I've been thinking for a while about implementing a "XPath Generator" in Firefox, SeaMonkey, etc. I'd like to see it implemented in mainstream Mozilla, but I need evidence to show that people do need this.

So if you have any algorithms which generate XPaths for your web page, application, tool, etc., please explain how you would use it under the "Potential Use Cases" section. Also, if you see yourself using a feature like this, please say so, and how.

I also invite you to take a look at the spec in general, and offer general commentary on the Discussion tab. I am taking your comments seriously, and will update the main page accordingly.
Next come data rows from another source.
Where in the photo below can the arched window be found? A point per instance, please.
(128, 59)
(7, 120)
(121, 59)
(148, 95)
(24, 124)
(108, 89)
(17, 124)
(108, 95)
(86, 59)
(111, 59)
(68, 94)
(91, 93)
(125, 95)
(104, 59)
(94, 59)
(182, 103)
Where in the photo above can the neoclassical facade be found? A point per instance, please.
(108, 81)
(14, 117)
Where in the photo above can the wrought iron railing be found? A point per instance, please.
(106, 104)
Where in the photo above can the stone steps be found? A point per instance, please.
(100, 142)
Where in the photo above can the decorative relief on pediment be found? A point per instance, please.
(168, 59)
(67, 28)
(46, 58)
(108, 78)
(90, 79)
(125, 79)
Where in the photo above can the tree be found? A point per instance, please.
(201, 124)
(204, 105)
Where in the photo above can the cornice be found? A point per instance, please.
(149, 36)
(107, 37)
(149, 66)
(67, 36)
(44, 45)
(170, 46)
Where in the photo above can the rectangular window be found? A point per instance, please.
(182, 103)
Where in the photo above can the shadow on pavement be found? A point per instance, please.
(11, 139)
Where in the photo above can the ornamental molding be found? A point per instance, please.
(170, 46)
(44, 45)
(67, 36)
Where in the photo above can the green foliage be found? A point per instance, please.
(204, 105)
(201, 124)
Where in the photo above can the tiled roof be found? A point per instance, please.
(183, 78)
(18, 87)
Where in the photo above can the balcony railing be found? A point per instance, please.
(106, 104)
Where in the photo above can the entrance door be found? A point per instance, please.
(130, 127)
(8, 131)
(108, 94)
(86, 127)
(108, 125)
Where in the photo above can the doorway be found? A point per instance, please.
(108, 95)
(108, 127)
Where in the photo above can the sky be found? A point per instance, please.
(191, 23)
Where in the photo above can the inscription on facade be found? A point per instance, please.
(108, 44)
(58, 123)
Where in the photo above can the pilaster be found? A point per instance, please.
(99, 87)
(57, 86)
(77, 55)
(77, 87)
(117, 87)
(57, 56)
Posted by WeirdAl at 6:12 PM | Comments (7)

January 11, 2006

XUL Widgets, version 0.1.2

Lots of changes checked in today:

  • New <xul:slicedstack/> element. It's a stack, with anything up to its selectedIndex visible, and everything after it hidden.
  • Wizards can have their next/finish buttons disabled by the current page's content elements having invalid="true". This matches behavior I added for XUL Widgets dialogs.
  • Bug fixes for control deck, integer control
  • Mozilla assertion (and probable leaks) in dialogbox widget fixed
  • Serverpost now partially supports XML Base
  • Serverpost now supports a time limit for HTTP POST messages, defaulting to 60,000 milliseconds.
  • New tests added for all the above new features
  • New XPI's checked in reflecting these changes. They should be available within 24 hours.

I've not finished the manual yet. Sorry!